3.3.3. Results of the carbohydrate metabolism enzymes inhibitory activity

α-Amylase and α-glucosidase are the two enzymes involved in the metabolism of carbohydrates, and were utilized in the current investigation. They frequently contribute to the conversion of carbohydrates into simpler sugars, which increase blood glucose levels and help the body to convert them into triglycerides and cholesterol, which cause fat buildup and blood lipid abnormalities. Thus, blocking these two enzymes lowers the absorption of glucose, regulates cholesterol, and prevents obesity (Lévuok-Mena et al., 2023; Unuofin et al., 2018).

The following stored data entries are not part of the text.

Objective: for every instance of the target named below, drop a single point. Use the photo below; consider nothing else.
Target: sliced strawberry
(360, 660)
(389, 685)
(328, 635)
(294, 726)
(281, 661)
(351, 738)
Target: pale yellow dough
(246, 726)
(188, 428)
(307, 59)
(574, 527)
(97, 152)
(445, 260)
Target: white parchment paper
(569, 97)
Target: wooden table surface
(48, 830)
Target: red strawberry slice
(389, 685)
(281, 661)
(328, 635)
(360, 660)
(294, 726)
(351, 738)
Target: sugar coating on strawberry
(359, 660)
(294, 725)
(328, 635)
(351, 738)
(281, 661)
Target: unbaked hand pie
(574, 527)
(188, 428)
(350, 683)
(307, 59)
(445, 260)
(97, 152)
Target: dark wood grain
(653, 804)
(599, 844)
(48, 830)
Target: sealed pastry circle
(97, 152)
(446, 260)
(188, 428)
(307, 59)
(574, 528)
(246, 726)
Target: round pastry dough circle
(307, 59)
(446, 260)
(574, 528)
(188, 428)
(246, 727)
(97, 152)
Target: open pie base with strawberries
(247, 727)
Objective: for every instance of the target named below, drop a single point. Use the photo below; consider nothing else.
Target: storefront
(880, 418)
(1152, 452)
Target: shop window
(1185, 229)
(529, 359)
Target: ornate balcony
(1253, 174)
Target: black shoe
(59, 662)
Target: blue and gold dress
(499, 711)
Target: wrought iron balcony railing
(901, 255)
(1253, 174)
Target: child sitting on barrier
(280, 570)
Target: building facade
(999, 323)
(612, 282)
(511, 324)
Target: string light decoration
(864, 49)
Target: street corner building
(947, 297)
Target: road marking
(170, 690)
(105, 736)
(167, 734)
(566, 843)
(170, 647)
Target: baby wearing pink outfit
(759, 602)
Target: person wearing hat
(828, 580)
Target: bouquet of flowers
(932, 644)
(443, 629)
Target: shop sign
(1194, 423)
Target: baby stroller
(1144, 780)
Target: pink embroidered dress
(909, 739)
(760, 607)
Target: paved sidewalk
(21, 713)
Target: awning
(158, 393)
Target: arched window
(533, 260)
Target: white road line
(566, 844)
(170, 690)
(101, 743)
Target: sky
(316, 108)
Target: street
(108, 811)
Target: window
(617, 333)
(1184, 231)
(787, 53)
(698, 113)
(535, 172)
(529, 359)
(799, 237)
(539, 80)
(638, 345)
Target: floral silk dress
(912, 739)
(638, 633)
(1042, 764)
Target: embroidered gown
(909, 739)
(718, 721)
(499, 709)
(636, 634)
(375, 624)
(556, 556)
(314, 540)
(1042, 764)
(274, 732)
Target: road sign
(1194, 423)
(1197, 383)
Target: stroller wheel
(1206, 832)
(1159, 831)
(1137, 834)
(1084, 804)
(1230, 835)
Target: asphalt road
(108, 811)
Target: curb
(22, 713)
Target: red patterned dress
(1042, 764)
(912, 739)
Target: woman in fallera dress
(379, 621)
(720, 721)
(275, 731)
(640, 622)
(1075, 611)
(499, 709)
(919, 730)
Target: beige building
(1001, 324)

It is demonstrated that secondary metabolites, such polyphenols, flavonoids, alkaloids, or tannins, can effectively block these two enzymes (AL-Ishaq et al., 2019; Behl et al., 2022; Lim et al., 2022; Naz et al., 2023). Among the mentioned secondary metabolites, alkaloids are considered a group of compounds with the ability to inhibit α-amylase and α-glucosidase very well. Many alkaloids, such as oriciacridone F, vasicine, vasicinol, piperumbellactam A, piperumbellactam B, piperumbellactam C, chaplu pyrrolidone A, and chaplu pyrrolidone B, isolated from medicinal plants have demonstrated good inhibitory effects (Zafar et al., 2016). Hence, the study evaluated the inhibitory activity of these two carbohydrate metabolic enzymes of the optimal alkaloid-rich extract from M. alliacea flowers and acarbose (as a positive control). Table 4 illustrates that OE outperforms NOE in inhibiting α-amylase and α-glucosidase, as indicated by their IC₅₀ values. NOE and OE had respective IC₅₀ values of 30.43±2.13 µg/mL and 130.88±0.46 µg/mL for α-amylase, and 13.49±0.23 and 68.56±1.99 µg/mL for α-glucosidase. Our findings showed that the study successfully developed an appropriate procedure for manufacturing an alkaloid-rich extract from M. alliacea flowers, and the extract efficiently blocked carbohydrate metabolic enzymes. Additionally, this is the first scientific report on this species’ activities.